There is so much in this memoir, almost all of it gold. (An exception is Mr. Oz’s handling of his adolescent sexuality, which is characterized by a striking lack of any originality of insight and is in general heavy-handed and cringe-making.) Mr. Oz is fortunate in his translator, Nicholas de Jonge of Cambridge University, who has made it possible for us English-speaking readers to appreciate the subtleties of style and thought which grace most of the text.

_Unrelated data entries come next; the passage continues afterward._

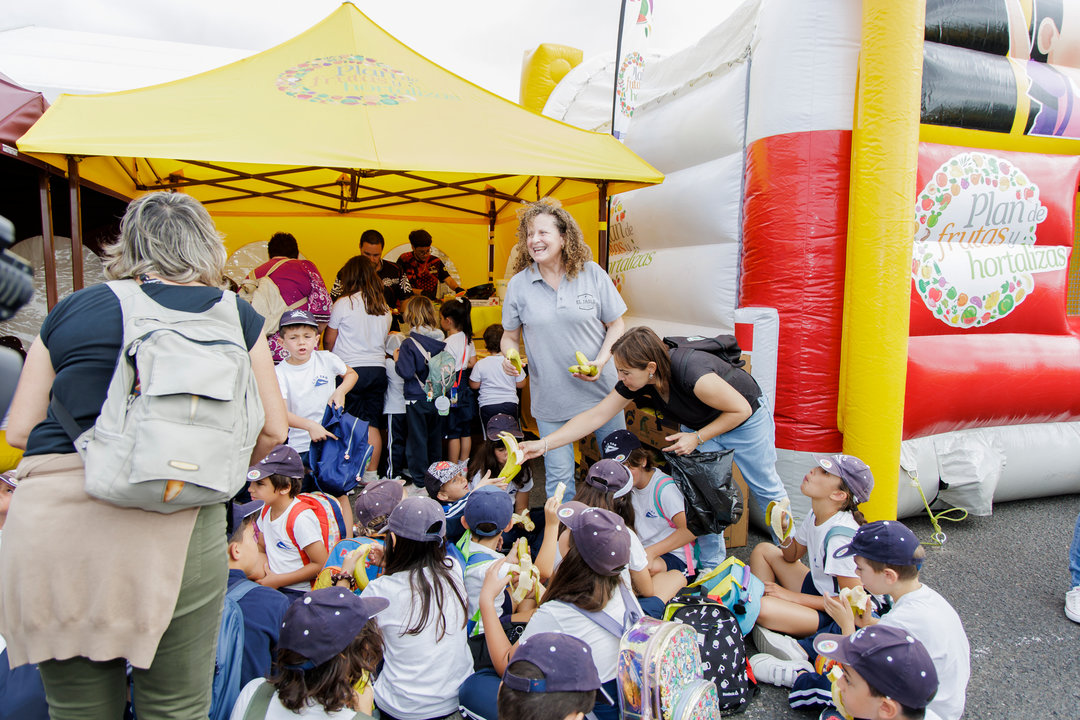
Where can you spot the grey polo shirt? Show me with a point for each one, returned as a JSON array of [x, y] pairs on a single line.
[[556, 324]]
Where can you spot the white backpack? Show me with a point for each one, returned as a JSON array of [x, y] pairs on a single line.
[[262, 294], [183, 410]]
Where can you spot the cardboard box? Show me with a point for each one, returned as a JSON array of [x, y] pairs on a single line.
[[652, 431]]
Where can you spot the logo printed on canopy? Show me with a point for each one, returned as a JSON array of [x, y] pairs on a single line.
[[624, 253], [349, 80], [974, 256]]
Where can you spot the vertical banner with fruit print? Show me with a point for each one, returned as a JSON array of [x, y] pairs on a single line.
[[993, 238]]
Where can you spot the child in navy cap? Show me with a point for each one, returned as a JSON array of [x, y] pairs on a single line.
[[887, 675], [552, 677], [328, 648], [888, 558]]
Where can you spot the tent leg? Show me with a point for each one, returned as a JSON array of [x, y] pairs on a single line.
[[46, 238], [602, 208], [75, 191], [490, 240]]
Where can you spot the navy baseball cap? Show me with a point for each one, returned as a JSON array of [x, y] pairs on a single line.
[[854, 473], [601, 537], [488, 505], [298, 317], [282, 460], [417, 518], [441, 473], [565, 661], [619, 445], [890, 660], [882, 541], [325, 622], [375, 503], [242, 512], [610, 476], [502, 423]]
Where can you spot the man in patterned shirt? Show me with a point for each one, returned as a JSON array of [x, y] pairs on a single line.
[[423, 270]]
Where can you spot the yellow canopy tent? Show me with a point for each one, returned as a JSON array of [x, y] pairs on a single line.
[[340, 121]]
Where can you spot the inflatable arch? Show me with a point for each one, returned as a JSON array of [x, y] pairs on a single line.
[[887, 200]]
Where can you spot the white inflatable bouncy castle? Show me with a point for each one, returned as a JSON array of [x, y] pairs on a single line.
[[879, 199]]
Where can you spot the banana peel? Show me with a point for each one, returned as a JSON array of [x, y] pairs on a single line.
[[559, 491], [779, 517], [514, 457], [583, 366], [515, 360], [858, 598]]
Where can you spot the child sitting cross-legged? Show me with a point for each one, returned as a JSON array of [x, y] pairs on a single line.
[[328, 650], [794, 602], [887, 675], [888, 558], [262, 608], [659, 505], [275, 480], [552, 677], [487, 515]]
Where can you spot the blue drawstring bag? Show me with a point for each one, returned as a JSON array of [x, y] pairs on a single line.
[[338, 464]]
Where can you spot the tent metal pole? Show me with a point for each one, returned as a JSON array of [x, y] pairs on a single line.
[[76, 202], [602, 225], [46, 238], [490, 240]]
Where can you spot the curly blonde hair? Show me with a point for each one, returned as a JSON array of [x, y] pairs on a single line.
[[576, 253]]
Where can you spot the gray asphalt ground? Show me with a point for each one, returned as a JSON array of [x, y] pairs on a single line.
[[1007, 575]]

Mr. Oz is a memorable portraitist, and that of his mother in her slow descent through depression towards suicide is perhaps the most affecting in the book. But there are many others, some comic, some tragic, many just plain interesting. Mr. Oz is haunted by the image of his uncle and aunt who, along with their son who was almost exactly his age, were murdered by the Nazis in Lithuania during World War II.

Mr. Oz experienced firsthand the siege of Jerusalem in 1948 and he is able to capture in this book its torments and terror. Interestingly, he has never been able to do likewise in the case of his combat experiences in Israel’s 1967 and 1973 wars which were, he feels, too ghastly for any words he has been able to summon up to describe them. The glory and the dream may be tattered, the visionary gleam elusive these days, but not in the heart and soul of Amos Oz as he revisits his childhood — and the glory days of Zionism — in “A Tale of Love and Darkness,” surely one of this year’s best books.

Martin Rubin is a writer and critic in Pasadena, Calif.